Köln - Claus Weselsky, Chef der Lokführergewerkschaft, ist bestens erholt und gut gelaunt – nach seinem Tauchurlaub auf den Seychellen, den er kurz entschlossen über den Jahreswechsel angetreten hatte. Dies hängt eng mit dem Tarifkonflikt bei der Bahn zusammen, in den unvermittelt Ruhe und Verständigungsbereitschaft eingekehrt sind. Am 17. Dezember habe er vom Bahn-Personalvorstand Ulrich Weber die schriftliche Zusage erhalten, dass die GDL eigenständige Tarifverträge für die fünf Berufsgruppen Lokomotiv- und Lokrangierführer, Zugbegleiter, Bordgastronomen, Trainer und Disponenten abschließen darf. „Es gibt keine Abhängigkeit zu anderen Tarifverträgen mehr.“ Damit hat Weselsky sein primäres Ziel erreicht. Dies sei für ihn eine große Überraschung gewesen. Dass der Arbeitgeber weiter konkurrierende Abschlüsse mit der GDL sowie dem Mitbewerber EVG (Eisenbahn- und Verkehrsgewerkschaft) vermeiden wolle, sei legitim.

 

„Jetzt gehen wir in inhaltliche Verhandlungen“, kündigte Weselsky an. Für den 19. und 28. Januar sind die nächsten Treffen angesetzt. Wegen des Entgegenkommens der Bahn hat die GDL ihre Forderungen zurückgeschraubt. Sie verlangt nur noch eine Verkürzung von einer statt zwei Stunden Arbeitszeit auf 38 Wochenstunden. Dennoch sieht Weselsky darin den Knackpunkt. Die Bahn werde nicht „die Stirn haben“, im Endeffekt allen 165 000 Beschäftigten eine Wochenstunde weniger anzubieten, um abweichende Tarifabschlüsse zu vermeiden. Darüber hinaus hatte die GDL ihre Forderung nach besseren Eingruppierungen reduziert. Nunmehr sollen vor allem Lokführer nach 30 Jahren Berufserfahrung um eine Entgeltstufe angehoben werden.

Beim Zugpersonal sind sich Bahn und GDL schon einig

Erstmals einigten sich GDL und Bahn auf einen Tarifvertrag auch für das Zugpersonal, denn alle Beschäftigten sollen für das zweite Halbjahr 2014 eine Einmalzahlung von 510 Euro erhalten. Dazu stellt Weselsky fest, dass der Arbeitgeber die Gewerkschaftszugehörigkeit nicht einzeln abfragen werde. Eine Erklärung des Arbeitnehmers, unter welchen Tarifvertrag er fallen wolle, müsse reichen.
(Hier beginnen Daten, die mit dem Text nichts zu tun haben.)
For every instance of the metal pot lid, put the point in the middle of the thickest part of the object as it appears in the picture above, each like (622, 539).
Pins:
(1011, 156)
Die 510 Euro offeriert der Arbeitgeber auch der EVG, mit der die Bahn bereits an diesem Mittwoch in Frankfurt wieder verhandelt.

Weselsky glaubt nicht an einen Friedensschluss bis Ende Januar. Spätestens im März solle das Tarifpaket jedoch fertig sein. Er wolle nicht mit einem offenen Tarifvertrag dastehen, wenn das Gesetz zur Tarifeinheit im Betrieb in Kraft tritt. Die von der Bundesregierung im Dezember beschlossene Regelung besagt, dass im Kollisionsfall der Tarifvertrag Vorrang hat, für den die Gewerkschaft mit den meisten Mitgliedern im Betrieb verantwortlich ist. Bei der Deutschen Bahn wäre das eine eindeutige Sache: Die EVG ist klar die Mehrheitsgewerkschaft. Dies bestreitet Weselsky trotz des hohen Organisationsgrades von mehr als 80 Prozent bei den Lokführern nicht: „Die GDL wäre nicht mehr für die Lokführer zuständig, wenn das Gesetz heute schon zur Anwendung käme“, sagt er.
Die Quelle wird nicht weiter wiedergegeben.